Non abbiamo ancora fatto in tempo a prendere confidenza con il tempo ordinario, appena ricominciato, e con il vangelo di Matteo, che la liturgia ci fa fare un passo indietro e tornare ai primi giorni della vita di Gesù.
Domenica infatti si celebra la festa della presentazione del Signore al Tempio, che avveniva 40 giorni dopo la nascita e che fa riferimento ad un episodio narrato dall’evangelista Luca.
I riti dell’iniziazione di un bambino ebreo erano infatti la circoncisione (8 giorni dopo la nascita) e – dopo 40 giorni (che era il tempo per la purificazione della madre) – il rito del riscatto del fanciullo, con – appunto – la presentazione al Tempio e il sacrificio di una coppia di tortore o due giovani colombi.

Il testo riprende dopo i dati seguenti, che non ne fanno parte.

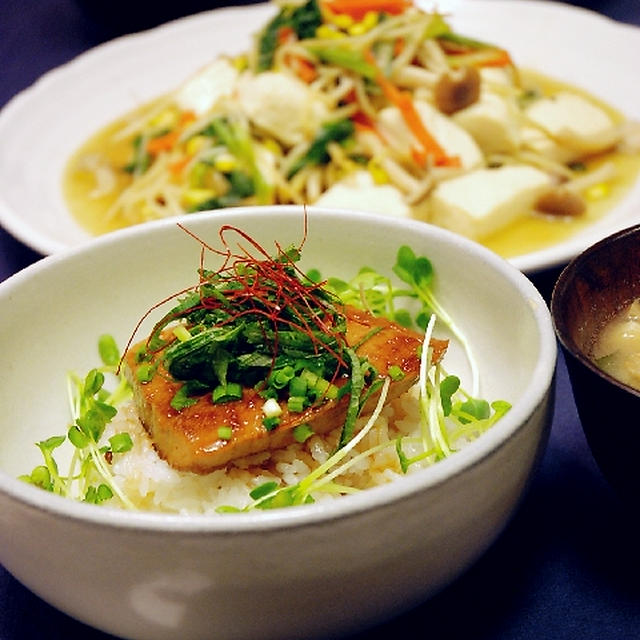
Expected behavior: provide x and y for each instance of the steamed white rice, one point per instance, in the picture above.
(151, 484)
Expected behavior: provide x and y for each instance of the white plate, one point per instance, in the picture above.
(42, 126)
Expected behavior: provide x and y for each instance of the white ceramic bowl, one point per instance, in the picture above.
(268, 574)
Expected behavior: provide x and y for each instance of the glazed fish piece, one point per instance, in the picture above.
(189, 440)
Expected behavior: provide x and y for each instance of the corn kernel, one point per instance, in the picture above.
(225, 162)
(598, 191)
(371, 19)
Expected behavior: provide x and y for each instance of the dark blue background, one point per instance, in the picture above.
(568, 564)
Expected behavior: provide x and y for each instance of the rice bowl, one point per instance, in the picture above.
(169, 574)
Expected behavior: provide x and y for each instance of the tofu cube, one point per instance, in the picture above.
(485, 200)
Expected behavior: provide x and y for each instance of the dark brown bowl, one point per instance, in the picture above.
(590, 290)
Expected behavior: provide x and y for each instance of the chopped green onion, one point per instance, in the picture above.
(225, 433)
(302, 432)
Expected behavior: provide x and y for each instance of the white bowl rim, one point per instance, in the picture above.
(347, 506)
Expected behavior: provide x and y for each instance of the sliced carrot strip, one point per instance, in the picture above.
(357, 9)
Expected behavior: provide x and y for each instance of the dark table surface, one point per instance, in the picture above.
(568, 564)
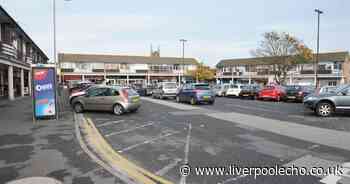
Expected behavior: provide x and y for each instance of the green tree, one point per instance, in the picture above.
(283, 51)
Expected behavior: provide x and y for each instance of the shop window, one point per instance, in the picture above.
(332, 83)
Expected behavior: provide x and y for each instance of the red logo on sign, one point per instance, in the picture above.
(40, 74)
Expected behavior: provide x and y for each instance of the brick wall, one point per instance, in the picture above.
(346, 69)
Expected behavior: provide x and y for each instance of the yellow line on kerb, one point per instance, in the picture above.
(107, 153)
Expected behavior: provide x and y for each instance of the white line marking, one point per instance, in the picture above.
(322, 136)
(147, 142)
(187, 150)
(110, 123)
(171, 104)
(131, 129)
(233, 179)
(167, 168)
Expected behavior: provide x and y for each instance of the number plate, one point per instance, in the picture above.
(135, 99)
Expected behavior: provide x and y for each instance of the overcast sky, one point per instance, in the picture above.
(216, 29)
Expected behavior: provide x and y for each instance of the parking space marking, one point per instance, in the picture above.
(167, 168)
(187, 150)
(148, 141)
(171, 104)
(130, 130)
(110, 123)
(328, 137)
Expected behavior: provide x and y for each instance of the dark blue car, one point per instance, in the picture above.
(195, 93)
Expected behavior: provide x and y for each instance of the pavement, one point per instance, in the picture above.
(153, 144)
(46, 150)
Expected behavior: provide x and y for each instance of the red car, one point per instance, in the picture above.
(272, 92)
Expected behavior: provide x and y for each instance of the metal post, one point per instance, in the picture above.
(319, 12)
(183, 58)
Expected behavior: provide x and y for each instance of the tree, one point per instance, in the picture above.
(283, 51)
(202, 73)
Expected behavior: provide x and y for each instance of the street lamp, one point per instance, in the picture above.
(319, 12)
(57, 66)
(183, 58)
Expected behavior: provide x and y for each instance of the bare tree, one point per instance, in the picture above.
(283, 52)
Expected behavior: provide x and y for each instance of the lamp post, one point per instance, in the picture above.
(57, 65)
(319, 12)
(183, 58)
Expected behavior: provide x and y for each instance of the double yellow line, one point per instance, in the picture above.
(113, 158)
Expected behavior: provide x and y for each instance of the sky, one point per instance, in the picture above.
(215, 29)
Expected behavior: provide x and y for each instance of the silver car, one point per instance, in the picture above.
(220, 90)
(108, 98)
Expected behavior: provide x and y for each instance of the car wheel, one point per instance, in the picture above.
(118, 109)
(177, 99)
(193, 101)
(78, 107)
(324, 109)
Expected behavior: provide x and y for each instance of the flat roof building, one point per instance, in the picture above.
(17, 52)
(333, 69)
(124, 69)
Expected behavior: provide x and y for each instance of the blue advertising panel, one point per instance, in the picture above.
(44, 92)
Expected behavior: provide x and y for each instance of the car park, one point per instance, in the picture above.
(195, 93)
(79, 86)
(165, 90)
(149, 89)
(296, 93)
(234, 90)
(249, 91)
(326, 105)
(108, 98)
(326, 89)
(140, 89)
(220, 90)
(272, 92)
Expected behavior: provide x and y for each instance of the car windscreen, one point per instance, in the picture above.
(202, 86)
(341, 89)
(131, 91)
(293, 88)
(169, 85)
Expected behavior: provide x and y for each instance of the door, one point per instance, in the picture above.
(187, 92)
(95, 99)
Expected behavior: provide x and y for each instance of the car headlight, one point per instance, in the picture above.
(310, 98)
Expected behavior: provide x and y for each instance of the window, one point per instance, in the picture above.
(332, 83)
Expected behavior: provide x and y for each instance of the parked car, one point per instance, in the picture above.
(250, 91)
(272, 92)
(79, 93)
(80, 86)
(165, 90)
(297, 93)
(234, 90)
(149, 89)
(220, 90)
(108, 98)
(195, 93)
(327, 104)
(139, 89)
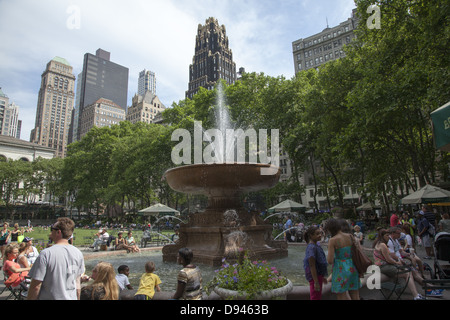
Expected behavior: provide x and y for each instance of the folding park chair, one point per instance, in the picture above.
(19, 292)
(396, 284)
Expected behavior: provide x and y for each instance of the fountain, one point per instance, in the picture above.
(225, 225)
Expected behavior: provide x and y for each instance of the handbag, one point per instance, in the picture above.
(360, 260)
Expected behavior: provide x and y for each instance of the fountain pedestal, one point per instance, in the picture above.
(225, 226)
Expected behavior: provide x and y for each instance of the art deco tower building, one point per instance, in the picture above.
(54, 107)
(213, 59)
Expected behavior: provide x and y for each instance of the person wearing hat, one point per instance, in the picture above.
(423, 227)
(30, 252)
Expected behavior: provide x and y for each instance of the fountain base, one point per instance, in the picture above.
(220, 232)
(212, 237)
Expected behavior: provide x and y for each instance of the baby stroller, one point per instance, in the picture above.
(442, 255)
(441, 273)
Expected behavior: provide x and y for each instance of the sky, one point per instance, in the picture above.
(157, 35)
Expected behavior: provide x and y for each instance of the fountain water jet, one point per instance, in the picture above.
(210, 234)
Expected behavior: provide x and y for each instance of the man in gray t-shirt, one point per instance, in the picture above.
(56, 273)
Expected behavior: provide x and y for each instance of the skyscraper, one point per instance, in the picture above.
(99, 79)
(54, 107)
(325, 46)
(213, 59)
(10, 125)
(146, 82)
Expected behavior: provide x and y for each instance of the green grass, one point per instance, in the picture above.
(82, 237)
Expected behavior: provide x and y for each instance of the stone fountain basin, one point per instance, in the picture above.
(221, 180)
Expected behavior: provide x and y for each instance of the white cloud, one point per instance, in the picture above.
(158, 35)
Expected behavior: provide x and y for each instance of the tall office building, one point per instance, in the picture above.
(54, 107)
(101, 113)
(145, 108)
(325, 46)
(146, 82)
(10, 125)
(213, 59)
(100, 78)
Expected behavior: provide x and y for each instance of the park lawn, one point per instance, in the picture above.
(82, 237)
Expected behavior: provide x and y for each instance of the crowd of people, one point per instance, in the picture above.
(58, 272)
(393, 247)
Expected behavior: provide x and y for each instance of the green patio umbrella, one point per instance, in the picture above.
(287, 205)
(158, 209)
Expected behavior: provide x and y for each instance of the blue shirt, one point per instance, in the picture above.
(316, 251)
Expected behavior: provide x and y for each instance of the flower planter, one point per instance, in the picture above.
(279, 293)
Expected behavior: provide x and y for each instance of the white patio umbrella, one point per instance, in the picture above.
(427, 194)
(287, 205)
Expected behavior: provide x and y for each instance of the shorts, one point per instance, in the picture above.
(426, 240)
(389, 269)
(142, 297)
(315, 295)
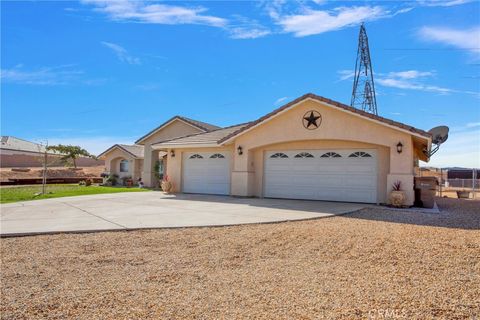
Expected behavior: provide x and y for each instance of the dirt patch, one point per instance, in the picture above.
(53, 172)
(362, 265)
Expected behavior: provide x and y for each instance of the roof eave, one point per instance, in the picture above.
(163, 125)
(162, 146)
(303, 98)
(118, 147)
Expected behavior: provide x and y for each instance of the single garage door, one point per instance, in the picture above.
(335, 175)
(206, 172)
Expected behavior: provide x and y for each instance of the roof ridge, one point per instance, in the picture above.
(333, 103)
(200, 133)
(198, 122)
(191, 122)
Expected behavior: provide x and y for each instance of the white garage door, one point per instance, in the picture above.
(206, 172)
(336, 175)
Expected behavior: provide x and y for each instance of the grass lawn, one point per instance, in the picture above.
(24, 193)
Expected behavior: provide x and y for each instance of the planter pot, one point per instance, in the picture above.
(167, 186)
(463, 194)
(397, 198)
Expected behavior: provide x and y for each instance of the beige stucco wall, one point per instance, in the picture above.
(175, 129)
(338, 128)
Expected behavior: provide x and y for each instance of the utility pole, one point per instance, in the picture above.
(363, 93)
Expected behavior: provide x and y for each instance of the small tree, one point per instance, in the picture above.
(71, 152)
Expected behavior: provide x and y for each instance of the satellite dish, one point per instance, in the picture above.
(439, 134)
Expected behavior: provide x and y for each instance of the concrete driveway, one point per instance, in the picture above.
(128, 211)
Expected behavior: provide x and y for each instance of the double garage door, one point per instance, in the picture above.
(206, 172)
(336, 175)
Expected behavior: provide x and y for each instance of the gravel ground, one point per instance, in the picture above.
(367, 264)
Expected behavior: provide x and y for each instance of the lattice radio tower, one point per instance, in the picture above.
(363, 95)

Innanzitutto una parola sulla “purificazione della madre”, che è una prassi che anche il cristianesimo aveva ripreso, con il nome popolare della “quarantina”, cioè 40 giorni dopo il parto, in cui la donna che aveva partorito non poteva andare in chiesa e vi veniva riammessa previa la benedizione del sacerdote.
Questa prassi aveva radici antiche e molto belle: dato che chi era in contatto col sangue (che biblicamente rappresenta la vita) era già in contatto con Dio, costui/costei era dispensato dalle celebrazioni religiose. Essendo già in contatto con Dio, non doveva fare i riti che permettevano quel contatto.
Originariamente infatti “impuro” non aveva una connotazione morale e faceva coppia con “sacro”. Chi era “impuro” – cioè a contatto col sangue – era già “sacro”, non aveva bisogno di santificarsi con preghiere e riti.
Solo dal VII secolo a. C. il significato è mutato, moralizzandosi, e “impuro” è diventato sinonimo di “indegno”. Da quel momento in avanti “sacro” ha fatto coppia con “puro” e così la prassi dei 40 giorni dopo il parto, invece che essere un modo per custodire madre e neonato, è diventato un modo per escludere e colpevolizzare le donne (così come per il ciclo mestruale), con la malsana idea che se una donna partoriva oggi, era perché 9 mesi prima aveva fatto qualcosa di “impuro”.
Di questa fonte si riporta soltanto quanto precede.